Uno dei maggiori ostacoli che ha rallentato la formazione di una coscienza panafricanista rivoluzionaria, secondo Bouamama, è stato il mito dell’esistenza di società africane pre coloniali senza conflitti di classe e armoniosamente integrate nei rispettivi contesti ambientali, mito in ossequio del quale alcuni leader africani hanno indicato la via dell’avvenire post coloniale nel ritorno a una presunta condizione originaria. Si potrebbe dire che la prima reazione dei colonizzati all’essenzialismo della cultura dei colonizzatori sia stata quella di contrapporvi un essenzialismo dei colonizzati, ben sintetizzato dal concetto di negritudine (5). Il senegalese Leopold Senghor, profeta della negritudine e primo responsabile della feticizzazione dell’Africa pre-coloniale, descrive il nero come “ un uomo della natura” che vive in comunione con la terra e il cosmo; dotato di un carattere  “sensuale” che sperimenta la realtà attraverso gusto, udito, vista, tatto e olfatto e ne deriva un modello di razionalità che non è di tipo logico-discorsivo bensì di tipo intuitivo-partecipativo (dunque non antagonistico).  
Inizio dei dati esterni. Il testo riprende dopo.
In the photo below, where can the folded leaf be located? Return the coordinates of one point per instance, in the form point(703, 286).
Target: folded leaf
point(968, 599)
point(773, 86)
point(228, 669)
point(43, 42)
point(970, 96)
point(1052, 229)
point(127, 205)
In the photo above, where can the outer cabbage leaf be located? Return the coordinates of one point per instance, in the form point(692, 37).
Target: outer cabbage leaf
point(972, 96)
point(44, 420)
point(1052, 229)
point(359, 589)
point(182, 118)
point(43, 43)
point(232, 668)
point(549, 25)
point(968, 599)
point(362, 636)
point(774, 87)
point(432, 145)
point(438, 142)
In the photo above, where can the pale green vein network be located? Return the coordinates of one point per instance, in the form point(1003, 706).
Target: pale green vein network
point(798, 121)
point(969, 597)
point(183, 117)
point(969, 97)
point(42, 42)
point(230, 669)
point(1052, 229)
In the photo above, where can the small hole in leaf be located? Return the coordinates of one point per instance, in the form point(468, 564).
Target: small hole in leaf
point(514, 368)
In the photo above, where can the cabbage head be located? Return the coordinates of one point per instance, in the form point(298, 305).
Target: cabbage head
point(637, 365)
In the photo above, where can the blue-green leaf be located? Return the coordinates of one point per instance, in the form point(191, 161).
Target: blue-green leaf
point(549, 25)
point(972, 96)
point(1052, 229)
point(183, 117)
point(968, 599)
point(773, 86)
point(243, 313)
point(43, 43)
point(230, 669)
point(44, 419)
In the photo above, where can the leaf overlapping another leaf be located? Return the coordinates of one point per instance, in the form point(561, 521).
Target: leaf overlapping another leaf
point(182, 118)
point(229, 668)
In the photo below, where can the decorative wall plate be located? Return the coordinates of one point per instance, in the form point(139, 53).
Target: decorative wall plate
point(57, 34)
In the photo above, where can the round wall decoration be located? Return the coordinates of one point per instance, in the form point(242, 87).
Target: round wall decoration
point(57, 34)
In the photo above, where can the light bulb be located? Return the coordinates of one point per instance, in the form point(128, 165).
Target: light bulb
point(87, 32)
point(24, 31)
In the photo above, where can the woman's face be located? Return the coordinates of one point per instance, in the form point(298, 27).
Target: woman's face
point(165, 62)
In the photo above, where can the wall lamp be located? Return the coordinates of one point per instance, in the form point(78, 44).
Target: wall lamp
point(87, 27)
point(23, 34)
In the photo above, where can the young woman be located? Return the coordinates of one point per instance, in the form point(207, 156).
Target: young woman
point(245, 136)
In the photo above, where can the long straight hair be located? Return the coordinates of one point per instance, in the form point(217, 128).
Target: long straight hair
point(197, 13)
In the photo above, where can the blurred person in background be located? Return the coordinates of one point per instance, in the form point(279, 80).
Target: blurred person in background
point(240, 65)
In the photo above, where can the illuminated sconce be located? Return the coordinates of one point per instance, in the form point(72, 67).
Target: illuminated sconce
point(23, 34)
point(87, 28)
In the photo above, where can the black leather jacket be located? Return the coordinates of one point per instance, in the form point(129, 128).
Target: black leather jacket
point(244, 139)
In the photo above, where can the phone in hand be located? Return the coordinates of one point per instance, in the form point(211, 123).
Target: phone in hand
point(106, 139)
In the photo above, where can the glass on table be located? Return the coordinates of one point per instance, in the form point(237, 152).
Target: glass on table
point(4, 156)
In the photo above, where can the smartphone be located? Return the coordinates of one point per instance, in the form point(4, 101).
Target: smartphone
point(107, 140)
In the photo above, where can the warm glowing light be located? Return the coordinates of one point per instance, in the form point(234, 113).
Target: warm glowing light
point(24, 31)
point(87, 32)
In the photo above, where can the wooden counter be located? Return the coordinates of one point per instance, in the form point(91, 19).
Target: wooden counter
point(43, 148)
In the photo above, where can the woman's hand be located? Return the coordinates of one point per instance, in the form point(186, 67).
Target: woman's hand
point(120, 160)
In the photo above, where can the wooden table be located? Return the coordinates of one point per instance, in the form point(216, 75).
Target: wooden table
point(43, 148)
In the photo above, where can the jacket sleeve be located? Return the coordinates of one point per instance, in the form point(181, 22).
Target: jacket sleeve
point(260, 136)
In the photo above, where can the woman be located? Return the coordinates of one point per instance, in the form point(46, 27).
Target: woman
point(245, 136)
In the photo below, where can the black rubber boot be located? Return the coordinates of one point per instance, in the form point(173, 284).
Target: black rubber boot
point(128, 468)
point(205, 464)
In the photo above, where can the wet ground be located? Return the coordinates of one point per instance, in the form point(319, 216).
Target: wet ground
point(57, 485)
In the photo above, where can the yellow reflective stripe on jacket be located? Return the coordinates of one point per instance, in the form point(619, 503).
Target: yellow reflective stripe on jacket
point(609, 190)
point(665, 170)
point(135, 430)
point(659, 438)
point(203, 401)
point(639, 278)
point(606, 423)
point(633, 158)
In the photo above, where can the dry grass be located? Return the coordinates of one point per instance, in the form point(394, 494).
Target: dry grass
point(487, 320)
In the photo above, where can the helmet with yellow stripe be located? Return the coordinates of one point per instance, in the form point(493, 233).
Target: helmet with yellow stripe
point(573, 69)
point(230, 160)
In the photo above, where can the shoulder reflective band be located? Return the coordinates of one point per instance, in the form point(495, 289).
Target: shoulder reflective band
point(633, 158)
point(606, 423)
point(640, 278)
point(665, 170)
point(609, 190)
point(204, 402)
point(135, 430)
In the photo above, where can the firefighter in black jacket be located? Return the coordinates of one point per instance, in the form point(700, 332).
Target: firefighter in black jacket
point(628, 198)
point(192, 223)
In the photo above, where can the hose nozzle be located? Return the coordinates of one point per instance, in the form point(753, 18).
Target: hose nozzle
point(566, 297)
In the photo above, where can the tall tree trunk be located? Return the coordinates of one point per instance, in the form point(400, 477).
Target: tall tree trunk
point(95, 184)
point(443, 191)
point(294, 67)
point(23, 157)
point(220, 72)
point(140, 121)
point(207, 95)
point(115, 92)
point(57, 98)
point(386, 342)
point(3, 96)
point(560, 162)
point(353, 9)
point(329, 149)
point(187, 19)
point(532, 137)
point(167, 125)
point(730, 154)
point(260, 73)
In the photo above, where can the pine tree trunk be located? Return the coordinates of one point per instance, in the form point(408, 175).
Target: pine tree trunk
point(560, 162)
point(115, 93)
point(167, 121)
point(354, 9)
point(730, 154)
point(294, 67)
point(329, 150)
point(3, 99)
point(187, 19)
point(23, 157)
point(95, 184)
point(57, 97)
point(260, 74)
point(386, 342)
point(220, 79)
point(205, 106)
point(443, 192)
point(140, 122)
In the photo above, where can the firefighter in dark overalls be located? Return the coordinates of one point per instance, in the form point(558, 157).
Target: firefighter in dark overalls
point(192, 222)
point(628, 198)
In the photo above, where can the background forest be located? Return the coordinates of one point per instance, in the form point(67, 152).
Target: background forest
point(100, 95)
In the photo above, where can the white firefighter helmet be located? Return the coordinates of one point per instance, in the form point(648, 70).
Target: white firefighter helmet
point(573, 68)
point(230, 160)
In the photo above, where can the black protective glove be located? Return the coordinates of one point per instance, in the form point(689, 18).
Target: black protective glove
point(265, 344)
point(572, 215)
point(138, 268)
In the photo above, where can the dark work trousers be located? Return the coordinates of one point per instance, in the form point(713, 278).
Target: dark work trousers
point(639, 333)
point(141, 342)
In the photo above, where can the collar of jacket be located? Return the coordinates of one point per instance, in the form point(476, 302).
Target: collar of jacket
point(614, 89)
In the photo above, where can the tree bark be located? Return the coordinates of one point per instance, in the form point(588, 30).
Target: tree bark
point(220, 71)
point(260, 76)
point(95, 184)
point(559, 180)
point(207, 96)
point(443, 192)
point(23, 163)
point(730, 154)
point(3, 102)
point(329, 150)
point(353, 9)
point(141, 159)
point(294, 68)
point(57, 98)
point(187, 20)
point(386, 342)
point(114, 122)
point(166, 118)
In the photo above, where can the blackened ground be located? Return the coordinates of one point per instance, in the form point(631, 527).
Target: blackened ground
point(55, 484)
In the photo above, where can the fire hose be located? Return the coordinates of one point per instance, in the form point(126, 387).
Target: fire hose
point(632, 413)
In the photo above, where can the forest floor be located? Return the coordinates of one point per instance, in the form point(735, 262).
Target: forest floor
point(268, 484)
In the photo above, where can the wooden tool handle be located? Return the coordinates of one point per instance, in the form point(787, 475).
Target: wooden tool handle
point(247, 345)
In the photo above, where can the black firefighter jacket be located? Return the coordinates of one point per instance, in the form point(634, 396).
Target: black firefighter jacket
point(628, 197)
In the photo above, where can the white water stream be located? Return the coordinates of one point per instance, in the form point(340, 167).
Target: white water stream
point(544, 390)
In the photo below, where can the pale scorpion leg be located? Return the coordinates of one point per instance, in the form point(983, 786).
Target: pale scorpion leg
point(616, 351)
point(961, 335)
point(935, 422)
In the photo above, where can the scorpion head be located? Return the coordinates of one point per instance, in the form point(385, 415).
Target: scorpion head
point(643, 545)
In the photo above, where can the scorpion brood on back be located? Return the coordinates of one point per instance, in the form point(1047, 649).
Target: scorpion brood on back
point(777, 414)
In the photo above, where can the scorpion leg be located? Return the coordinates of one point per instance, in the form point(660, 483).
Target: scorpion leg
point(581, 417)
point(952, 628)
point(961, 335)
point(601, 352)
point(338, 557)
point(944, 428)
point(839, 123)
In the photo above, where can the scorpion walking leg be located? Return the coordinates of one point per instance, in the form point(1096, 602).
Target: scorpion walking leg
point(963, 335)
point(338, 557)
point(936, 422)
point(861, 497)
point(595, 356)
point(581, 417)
Questo essenzialismo del colonizzato, simmetricamente opposto a quello del colonizzatore e fondato sull’esaltazione di tradizioni negate o svalorizzate, scrive Bouamama, può essere giustificato e svolgere un ruolo attivo nella fase iniziale del processo di emancipazione,  ma diventa  un ingombrante ostacolo nella fase successiva, nella misura in cui evoca un modello di “socialismo” africano ispirato a un immaginario passato senza conflitti di classe. Pur riconoscendo l’esistenza di strutture di tipo comunitario e di una tradizione di proprietà collettiva della terra in alcune aree del continente, Bouamama ricorda che tutto ciò non implicava l’esistenza di società egualitarie, tanto è vero che le potenze coloniali hanno potuto sfruttare le gerarchie sociali preesistenti al loro insediamento e metterle al servizio del proprio dominio. 


Leopold Senghor 



Questa abilità nel manipolare i conflitti e le contraddizioni che attraversano il mondo dei colonizzati, si prolunga nel tempo, anche dopo che questi hanno raggiunto l’indipendenza, e una delle sue strategie più efficaci consiste appunto nel rilanciare gli argomenti essenzialisti e localisti di certi intellettuali “afrocentrici”. In questo modo vengono riproposti i miti che definiscono l’islam e il cristianesimo come religioni “importate”, imposte con la forza a popolazioni originariamente animiste. Così il Sahara viene descritto come una frontiera invalicabile che separa da sempre Africa Bianca da Africa Nera, ignorando la realtà storica (cioè il fatto che il Sahara è da secoli attraversato da una fitta rete di scambi economici, culturali e religiosi). Così si tenta di alimentare la contrapposizione fra negritudine, arabitudine e berberitudine.  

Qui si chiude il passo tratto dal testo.